Magic! now we can see exactly where the problem is:

<!-- org.springframework.boot:spring-boot-dependencies:2.1.6.RELEASE, line 1967 -->

Solution

Lets look at this import dependency:

<dependencies>
  <dependency>
    <groupId>org.springframework.boot</groupId>
    <artifactId>spring-boot-dependencies</artifactId>
    <version>${spring.boot.version}</version>
    <type>pom</type>
    <scope>import</scope>
  </dependency>

spring-boot-dependencies is imported, so there is no easy way to exclude elasticsearch dependency that it pulls into our project. A simple maven <exclude> will not work here.

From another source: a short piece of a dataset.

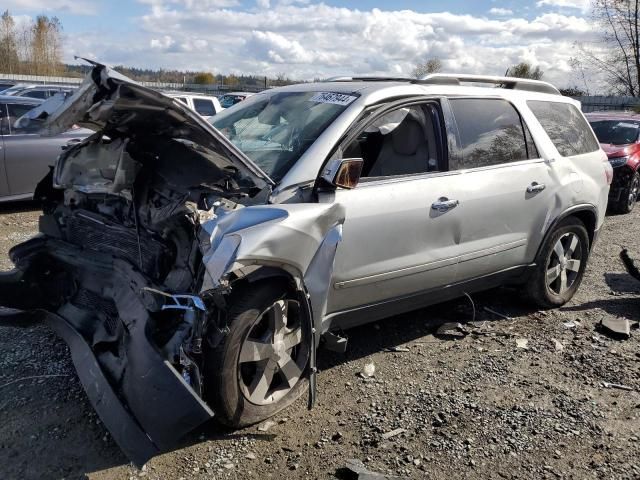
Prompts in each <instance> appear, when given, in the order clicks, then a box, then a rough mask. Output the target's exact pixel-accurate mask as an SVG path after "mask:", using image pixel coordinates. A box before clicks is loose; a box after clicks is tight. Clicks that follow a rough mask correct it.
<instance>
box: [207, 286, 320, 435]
mask: <svg viewBox="0 0 640 480" xmlns="http://www.w3.org/2000/svg"><path fill="white" fill-rule="evenodd" d="M231 301H232V302H233V303H232V304H231V307H230V308H229V312H228V318H229V333H228V334H227V335H226V337H225V338H224V340H223V341H222V342H221V344H220V345H218V346H217V347H216V348H214V349H213V350H211V351H210V352H208V354H207V357H206V366H205V371H206V372H207V376H206V378H205V391H206V399H207V402H208V403H210V404H211V406H212V408H213V411H214V413H215V415H216V418H217V420H218V421H219V422H220V423H222V424H224V425H227V426H230V427H233V428H240V427H245V426H248V425H252V424H254V423H258V422H261V421H263V420H265V419H266V418H269V417H271V416H273V415H275V414H276V413H278V412H279V411H281V410H282V409H284V408H286V407H288V406H289V405H291V404H292V403H293V402H294V401H295V400H297V399H298V398H299V397H300V396H301V395H302V394H303V393H304V391H305V390H306V388H307V383H308V382H307V380H306V379H305V378H303V372H304V371H305V369H306V366H307V363H308V361H309V351H310V349H309V344H310V341H309V339H310V332H308V328H307V327H306V323H305V322H304V320H303V319H304V316H303V315H302V312H301V310H300V308H301V306H300V304H299V303H298V301H297V300H296V299H295V298H293V297H292V296H291V295H289V294H287V289H286V284H285V282H279V281H277V280H275V281H273V280H270V281H268V282H260V283H256V284H252V285H250V286H249V287H247V288H246V289H245V290H244V291H242V292H240V293H239V294H236V295H234V296H233V298H232V299H231Z"/></svg>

The only way to solve the issue is to bring elasticsearch dependencies into your project dependency management block like this:

<properties>
  <spring.boot.version>2.1.6.RELEASE</spring.boot.version>
  <spring.cloud.version>Greenwich.RELEASE</spring.cloud.version>
  
  <elasticsearch.version>5.6.8</elasticsearch.version>
</properties>

<dependencyManagement>
  <dependencies>
    <dependency>
      <groupId>org.springframework.boot</groupId>
      <artifactId>spring-boot-dependencies</artifactId>
      <version>${spring.boot.version}</version>
      <type>pom</type>
      <scope>import</scope>
    </dependency>

    <dependency>
      <groupId>org.springframework.cloud</groupId>
      <artifactId>spring-cloud-dependencies</artifactId>
      <version>${spring.cloud.version}</version>
      <type>pom</type>
      <scope>import</scope>
    </dependency>
    
    <!-- Elasticsearch -->
    <dependency>
      <groupId>org.elasticsearch</groupId>
      <artifactId>elasticsearch</artifactId>
      <version>${elasticsearch.version}</version>
    </dependency>

    <dependency>
      <groupId>org.elasticsearch.client</groupId>
      <artifactId>transport</artifactId>
      <version>${elasticsearch.version}</version>
    </dependency>

    <dependency>
      <groupId>org.elasticsearch.distribution.integ-test-zip</groupId>
      <artifactId>elasticsearch</artifactId>
      <version>${elasticsearch.version}</version>
      <type>zip</type>
    </dependency>

    <dependency>
      <groupId>org.elasticsearch.plugin</groupId>
      <artifactId>transport-netty4-client</artifactId>
      <version>${elasticsearch.version}</version>
    </dependency>

  </dependencies>
</dependencyManagement>

Now run mvn -Dverbose=true help:effective-pom and confirm that the problem is fixed.